James Garfield came out of nowhere to win the Republican nomination and become the 20th president of the United States in 1881.

If not for a bullet and questionable medical care, he could have been one of the greatest leaders in American history.

Candice Millard, in Destiny Republic, has created a riveting presidential biography about a brilliant man and one of the most gifted White House residents.

Millard, author of River of Doubt, my favorite book about Teddy Roosevelt, tells Garfield’s tragic story as if she lived during his time. A passionate civil rights advocate and Civil War hero, Garfield was struck down by deranged gunman Charles Guiteau. The president’s life lingered for more than two months and he died when European medical advances likely would have saved him.

He served just six months and died despite desperate attempts by inventor Alexander Graham Bell to prevent his death. Garfield’s doctor, Willard Bliss, rejected European medical advances that most likely would have allowed him to live, leading some to say “ignorance is Bliss.”

Less than two decades after Abraham Lincoln’s assassination, Garfield walked the streets of Washington D.C. without guards, thinking lightning wouldn’t strike down another president. Lincoln’s son, Robert Todd Lincoln, secretary of war, was present when Garfield was shot.

There are enough twists in Destiny Republic that Millard’s book may lead you to say, “Indeed, life is stranger than fiction.”

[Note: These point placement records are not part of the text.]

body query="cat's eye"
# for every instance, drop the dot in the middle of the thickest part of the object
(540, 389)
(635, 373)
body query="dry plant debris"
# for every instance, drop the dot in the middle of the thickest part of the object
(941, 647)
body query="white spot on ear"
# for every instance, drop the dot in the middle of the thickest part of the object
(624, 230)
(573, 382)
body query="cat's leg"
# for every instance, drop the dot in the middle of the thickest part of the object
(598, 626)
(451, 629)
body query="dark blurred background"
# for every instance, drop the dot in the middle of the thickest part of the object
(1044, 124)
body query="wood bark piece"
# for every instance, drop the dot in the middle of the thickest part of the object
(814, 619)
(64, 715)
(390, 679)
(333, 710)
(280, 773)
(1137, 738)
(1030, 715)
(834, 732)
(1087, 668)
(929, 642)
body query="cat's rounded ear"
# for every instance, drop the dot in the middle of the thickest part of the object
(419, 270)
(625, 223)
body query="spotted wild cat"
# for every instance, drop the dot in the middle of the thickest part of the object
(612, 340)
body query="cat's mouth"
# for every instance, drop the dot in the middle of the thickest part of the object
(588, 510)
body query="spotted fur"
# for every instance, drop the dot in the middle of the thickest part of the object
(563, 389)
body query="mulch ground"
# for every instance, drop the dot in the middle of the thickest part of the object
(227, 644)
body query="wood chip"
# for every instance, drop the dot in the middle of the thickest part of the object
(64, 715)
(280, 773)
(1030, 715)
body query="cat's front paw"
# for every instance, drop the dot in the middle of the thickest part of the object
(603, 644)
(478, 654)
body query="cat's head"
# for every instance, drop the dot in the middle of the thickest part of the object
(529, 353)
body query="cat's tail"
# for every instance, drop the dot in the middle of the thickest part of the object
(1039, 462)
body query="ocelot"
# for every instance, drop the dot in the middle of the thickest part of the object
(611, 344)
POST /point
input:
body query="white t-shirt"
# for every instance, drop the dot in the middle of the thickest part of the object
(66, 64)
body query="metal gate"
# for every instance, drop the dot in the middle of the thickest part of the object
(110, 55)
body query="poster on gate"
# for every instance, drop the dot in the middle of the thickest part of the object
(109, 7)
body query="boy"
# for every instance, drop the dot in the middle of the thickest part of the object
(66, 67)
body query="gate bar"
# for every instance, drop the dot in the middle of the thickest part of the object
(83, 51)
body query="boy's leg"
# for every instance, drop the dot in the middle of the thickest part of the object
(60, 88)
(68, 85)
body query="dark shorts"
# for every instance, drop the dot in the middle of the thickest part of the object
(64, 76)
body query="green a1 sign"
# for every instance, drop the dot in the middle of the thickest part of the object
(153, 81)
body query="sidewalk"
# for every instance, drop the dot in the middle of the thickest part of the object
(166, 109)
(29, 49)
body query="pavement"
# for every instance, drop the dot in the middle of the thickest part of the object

The Subtle Art of Not Giving a F*ck: Care More About Caring Less

If you are bothered by Mark Manson’s profanity in his book, he would say you are giving a f*ck about the wrong thing.

In The Subtle Art of Not Giving a F*ck, Manson writes, “Wanting a positive experience is a negative experience; accepting a negative experience is a positive experience.”

He describes situations that trap people in the “Feedback Loop from Hell.”

If you care too much about making your life better, you are damaging your mental health. Your thoughts remind you that you don’t have enough money, the best job, or the body you want.

If you worry about being perfect, it leads you to hate yourself and to harbor guilt about who you are.

There is a better way, Manson writes. Care less, or don’t give a f*ck. Focus on what is real, what is now.

Feel like sh*t today? That’s life. It’s OK to feel bad. Don’t hate yourself for it, he says. You will struggle. You will fail. Accept pain. Life will not always be OK.

This does not mean you don’t care. Manson writes that it is all about choosing what to give a f*ck about. Choose your battles. Focus on things you can control.

Millions are paying attention to Manson’s words. He first made his name as a blogger, but is even more famous as an author of this book, which has sold 12 million copies.